Rüstungsexporte in Konfliktregionen auszuschließen sollte schon lange ein Automatismus der deutschen Außenpolitik sein, denn hier geht es nicht um Geschäfte, hier geht es um Menschenleben. Dennoch, wird sich Ankara von einem Rüstungsexportstopp alleine nicht beeindrucken lassen. Daher fordern wir ein sofortiges Einfrieren der deutschen Hermes-Bürgschaften. Auch Personenbezogene Sanktionen gegen verantwortliche türkische Politiker sollten wir nicht ausschließen. Wir wollen nicht, dass türkische Volk bestrafen, wir wollen aber dass die verantwortlichen Politiker zu Rechenschaft gezogen werden.

Die Außenpolitik der Europäischen Union kann nicht länger von den Erpressungen der türkischen Regierung bestimmt werden. Damit das gelingt brauchen wir endlich eine nachhaltige Strategie für eine syrische Nachkriegsordnung.

Deutschland hat die Türkei bisher als Partner bevorzugt betrachtet.
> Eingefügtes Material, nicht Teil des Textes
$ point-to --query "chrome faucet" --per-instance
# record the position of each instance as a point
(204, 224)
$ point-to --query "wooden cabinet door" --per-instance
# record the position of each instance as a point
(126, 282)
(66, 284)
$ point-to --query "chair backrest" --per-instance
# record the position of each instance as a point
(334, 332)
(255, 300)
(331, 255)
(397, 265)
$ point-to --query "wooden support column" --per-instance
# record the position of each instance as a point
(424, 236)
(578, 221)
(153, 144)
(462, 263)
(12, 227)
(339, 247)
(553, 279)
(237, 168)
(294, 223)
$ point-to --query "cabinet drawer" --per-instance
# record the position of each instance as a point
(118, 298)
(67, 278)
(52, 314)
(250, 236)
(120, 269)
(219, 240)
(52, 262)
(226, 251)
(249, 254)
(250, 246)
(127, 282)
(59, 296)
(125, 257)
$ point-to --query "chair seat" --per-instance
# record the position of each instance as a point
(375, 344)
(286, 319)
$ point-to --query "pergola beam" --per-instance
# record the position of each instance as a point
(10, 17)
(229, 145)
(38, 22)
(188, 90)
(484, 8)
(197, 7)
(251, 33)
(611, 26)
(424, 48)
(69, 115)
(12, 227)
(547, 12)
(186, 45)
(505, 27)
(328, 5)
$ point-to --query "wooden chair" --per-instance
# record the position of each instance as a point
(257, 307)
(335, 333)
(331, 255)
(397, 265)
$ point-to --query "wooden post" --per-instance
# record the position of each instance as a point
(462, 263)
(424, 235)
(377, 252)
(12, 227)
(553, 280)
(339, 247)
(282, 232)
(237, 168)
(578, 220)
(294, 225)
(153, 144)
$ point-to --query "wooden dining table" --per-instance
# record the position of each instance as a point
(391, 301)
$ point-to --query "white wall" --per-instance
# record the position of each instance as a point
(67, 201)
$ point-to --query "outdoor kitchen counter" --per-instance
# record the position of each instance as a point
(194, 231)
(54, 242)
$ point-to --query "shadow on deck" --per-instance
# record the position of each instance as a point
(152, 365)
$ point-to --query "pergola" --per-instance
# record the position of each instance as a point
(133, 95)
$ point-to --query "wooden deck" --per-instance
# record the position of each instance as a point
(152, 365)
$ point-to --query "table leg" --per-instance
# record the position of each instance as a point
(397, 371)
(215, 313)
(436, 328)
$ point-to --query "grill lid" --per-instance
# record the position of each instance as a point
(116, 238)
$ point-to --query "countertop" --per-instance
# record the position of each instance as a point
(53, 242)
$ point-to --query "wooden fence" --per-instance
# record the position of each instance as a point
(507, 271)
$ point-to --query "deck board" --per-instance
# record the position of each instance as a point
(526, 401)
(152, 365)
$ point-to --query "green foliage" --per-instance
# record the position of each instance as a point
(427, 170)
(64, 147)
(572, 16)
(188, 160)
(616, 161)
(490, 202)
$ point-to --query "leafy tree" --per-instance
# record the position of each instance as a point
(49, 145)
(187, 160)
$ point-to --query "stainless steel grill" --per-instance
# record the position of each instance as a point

Aber ein Staat, der sich nicht an internationale Absprachen und geltendes Recht hält, muss mit politischen Konsequenzen rechnen.

Die türkische Regierung hat mit diesem Einsatz einmal mehr die rote Linie überschritten. Das Land verhält sich nicht, wie wir es von einem NATO-Partner erwarten dürfen. Deshalb erwarten wir an dieser Stelle von der Bundesregierung und der Europäischen Union eine klare Positionierung und vor allem dass sie aufwachen und endlich vor der eigenen Haustür politisch handlungsfähig werden.